I hope you find some answers here. I've been quite critical of your linked source, but I hope you know that I've no hard feelings toward either you or Haleigh Evert, and that I'm rooting for you. There's nothing fun, comfortable, or enjoyable about being uncertain and troubled in questions of faith and doubt, and whatever conclusions you eventually draw on these and other hard questions, I hope you're able to find peace, comfort, and happiness.

Genuinely,

Nines

A:

Dear you,

9S wrote down a lot of my thoughts, so I echo what he says.

I was going to watch the YouTube video, but when I started to read all of the comments, the Spirit just left and I didn't like how I was feeling.  How did you feel when you watched the video? 

As someone who has studied polygamy immensely in one of my recent board questions, I understand that some of the details of polygamy are really hard to handle. I too was bothered with some of the facts laid out before me. But instead of going to a Youtuber that has left the Church for more details, I found a podcast that interviewed Brian Hales. I think if you're willing to go to someone who has negative feelings towards the Church, you should at least listen to how Brian talks about polygamy, and go to the website that he helped put together. (His website is one of the few that the Church endorses on their official website.) I find the information that these websites have to be a lot more reliable than the Youtube video you provided. It shares the hard facts but tries to be unbiased.
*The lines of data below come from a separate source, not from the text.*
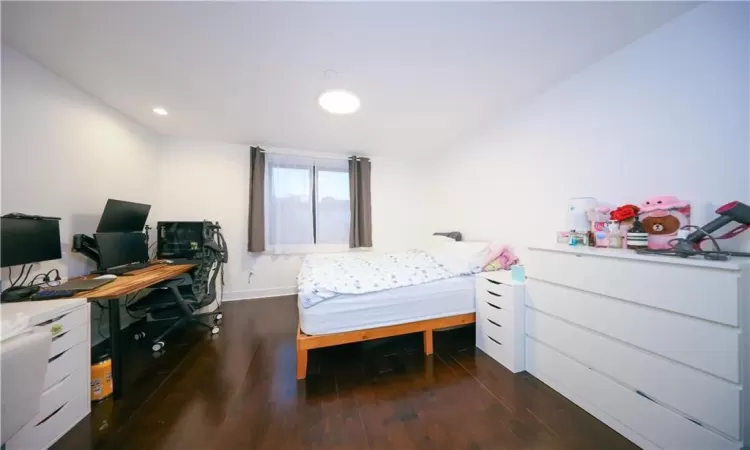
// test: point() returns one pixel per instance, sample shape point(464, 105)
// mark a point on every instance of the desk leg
point(115, 344)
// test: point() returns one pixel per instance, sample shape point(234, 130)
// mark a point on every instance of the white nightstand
point(500, 318)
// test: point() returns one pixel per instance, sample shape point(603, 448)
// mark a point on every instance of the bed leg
point(428, 342)
point(301, 364)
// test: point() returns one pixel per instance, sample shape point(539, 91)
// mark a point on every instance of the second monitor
point(119, 249)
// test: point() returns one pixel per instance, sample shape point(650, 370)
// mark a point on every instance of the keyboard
point(51, 295)
point(178, 261)
point(125, 269)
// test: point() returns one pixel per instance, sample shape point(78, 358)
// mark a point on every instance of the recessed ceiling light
point(338, 101)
The podcast highlights are "Why did Joseph Smith begin the practice of polygamy? And why didn’t Emma know about all his marriages? And how in the world can I explain polygamy to my kids?" It also refers to Mormon Polygamy Documents. It has hundreds of pages all about polygamy, and you can read directly from the source and form your own opinion about it. I honestly think what Brian said about polygamy made sense.  The fact that he's been studying it for years and understands it way better than I do, makes me feel better since he's still active in the Church. 

To be honest, this question kept me up at night. Mainly because one of my sisters left the Church due to polygamy (and other reasons), and she no longer believes in God. As I laid in bed past midnight, I went to FairMormon.org (now called FairLatterDaySaints.org) It's a place where many of my church concerns are answered. As I read more and more about polygamy on this website, the Spirit came back. I felt at peace, and I didn't feel so stressed. After reading as many sections as I could, I could finally quiet my mind and fall asleep.
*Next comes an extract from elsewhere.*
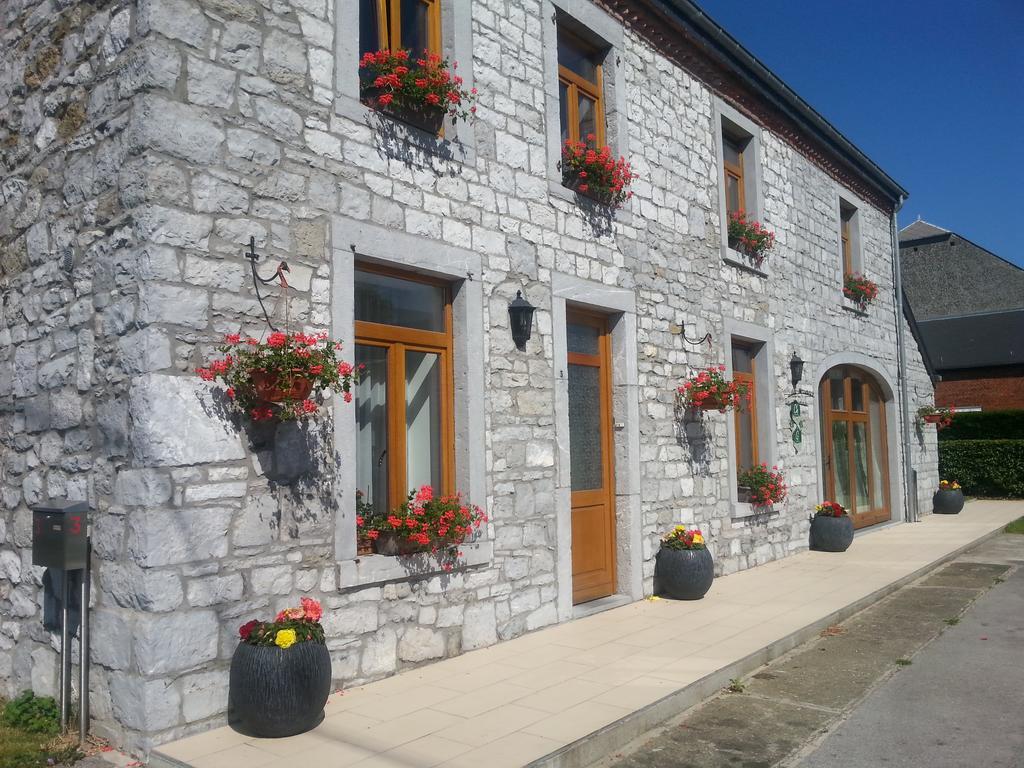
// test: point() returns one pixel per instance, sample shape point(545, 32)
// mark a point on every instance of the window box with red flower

There's an entire section on Mormonism and polygamy, Joseph Smith and polygamy, and a particular section that talks about Joseph coercing women that I think may help you.
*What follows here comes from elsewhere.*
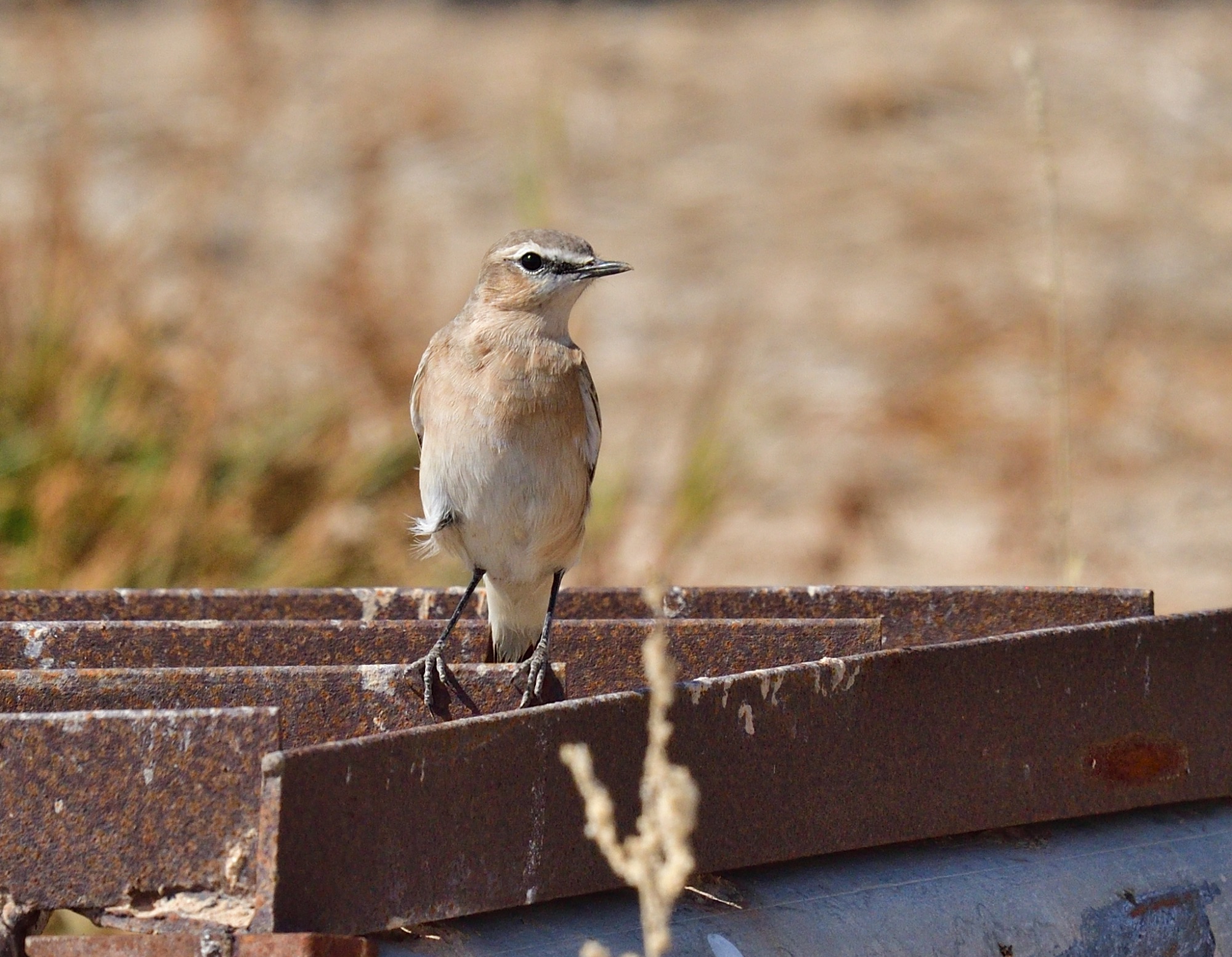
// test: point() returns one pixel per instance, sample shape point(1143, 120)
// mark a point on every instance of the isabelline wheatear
point(508, 424)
Joseph Smith isn't perfect, I think we all know that. But I know he is a prophet of God. While we all recognize that polygamy is an insane mess that we can't exactly understand perfectly, I invite you to pray and ask God to help you understand what you've learned about polygamy- to give you the peace that you deserve. It's a hard subject, but I hope you're able to close this doctrinal question in your life and come out stronger because of it.